GY-63_MS5611/libraries/Statistic/README.md


[![Arduino CI](https://github.com/RobTillaart/Statistic/workflows/Arduino%20CI/badge.svg)](https://github.com/marketplace/actions/arduino_ci)
[![License: MIT](https://img.shields.io/badge/license-MIT-green.svg)](https://github.com/RobTillaart/Statistic/blob/master/LICENSE)
[![GitHub release](https://img.shields.io/github/release/RobTillaart/Statistic.svg?maxAge=3600)](https://github.com/RobTillaart/Statistic/releases)


# Statistic

Statistic library for Arduino includes sum, average, variance and std deviation


## Description

The statistic library is made to get basic statistical information from a 
one dimensional set of data, e.g. a stream of values of a sensor.
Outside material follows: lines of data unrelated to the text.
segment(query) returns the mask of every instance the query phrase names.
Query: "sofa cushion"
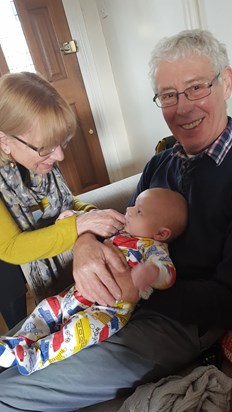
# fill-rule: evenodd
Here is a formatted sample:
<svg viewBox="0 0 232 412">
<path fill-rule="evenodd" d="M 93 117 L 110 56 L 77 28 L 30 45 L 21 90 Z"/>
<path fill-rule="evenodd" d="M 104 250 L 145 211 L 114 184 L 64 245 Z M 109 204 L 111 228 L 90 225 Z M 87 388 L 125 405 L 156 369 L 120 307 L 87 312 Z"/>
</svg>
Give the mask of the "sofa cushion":
<svg viewBox="0 0 232 412">
<path fill-rule="evenodd" d="M 125 213 L 130 197 L 136 189 L 141 174 L 127 177 L 104 187 L 78 195 L 82 202 L 92 203 L 99 209 L 116 209 Z"/>
</svg>

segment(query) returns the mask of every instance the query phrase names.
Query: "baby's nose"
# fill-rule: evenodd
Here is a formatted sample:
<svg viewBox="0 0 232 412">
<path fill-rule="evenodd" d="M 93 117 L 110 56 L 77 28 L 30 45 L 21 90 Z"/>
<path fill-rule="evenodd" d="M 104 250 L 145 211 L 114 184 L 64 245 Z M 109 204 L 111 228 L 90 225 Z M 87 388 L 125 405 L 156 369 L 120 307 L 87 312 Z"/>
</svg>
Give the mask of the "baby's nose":
<svg viewBox="0 0 232 412">
<path fill-rule="evenodd" d="M 127 207 L 127 209 L 126 209 L 126 214 L 127 214 L 127 215 L 130 215 L 130 212 L 131 212 L 131 207 Z"/>
</svg>

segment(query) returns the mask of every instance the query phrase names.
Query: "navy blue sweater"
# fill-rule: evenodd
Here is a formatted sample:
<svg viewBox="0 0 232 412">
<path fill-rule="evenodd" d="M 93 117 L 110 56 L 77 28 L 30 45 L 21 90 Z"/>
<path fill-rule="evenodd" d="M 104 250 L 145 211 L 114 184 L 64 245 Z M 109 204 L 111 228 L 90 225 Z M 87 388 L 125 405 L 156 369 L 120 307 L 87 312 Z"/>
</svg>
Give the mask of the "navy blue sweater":
<svg viewBox="0 0 232 412">
<path fill-rule="evenodd" d="M 169 245 L 177 269 L 173 287 L 155 290 L 143 304 L 201 328 L 232 327 L 232 149 L 217 166 L 203 154 L 194 160 L 172 149 L 146 165 L 136 193 L 168 187 L 184 194 L 189 206 L 186 231 Z"/>
</svg>

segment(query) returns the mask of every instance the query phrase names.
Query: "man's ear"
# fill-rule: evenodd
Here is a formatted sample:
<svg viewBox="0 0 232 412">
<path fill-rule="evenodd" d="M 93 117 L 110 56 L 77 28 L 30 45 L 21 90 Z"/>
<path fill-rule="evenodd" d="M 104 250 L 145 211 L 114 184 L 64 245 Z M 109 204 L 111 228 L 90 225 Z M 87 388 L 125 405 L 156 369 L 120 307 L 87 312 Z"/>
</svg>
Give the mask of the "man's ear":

The stability of the formulas is improved by the help of Gil Ross (Thanks!)

## Interface

- **Statistic(bool useStdDev = true)** Constructor, default use the standard deviation
functions. Setting this flag to **false** reduces math so slight increase of performance.
- **void clear(bool useStdDev = true)** resets all variables.
- **float add(float value)** (since 0.4.3) returns value actually added to internal sum.
If this is (much) different from what should be added it becomes time to call **clear()**
- **uint32_t count()** returns zero if count == zero (of course)
- **float sum()**      returns zero if count == zero
- **float minimum()**  returns zero if count == zero
- **float maximum()**  returns zero if count == zero
- **float average()**  returns NAN if count == zero

These three functions only work if **useStdDev == true**

- **variance()**         returns NAN if count == zero
- **pop_stdev()**        population stdev, returns NAN if count == zero
- **unbiased_stdev()**   returnsNAN if count == zero


## Operational

See examples

## FAQ

#### Q: Are individual samples still available?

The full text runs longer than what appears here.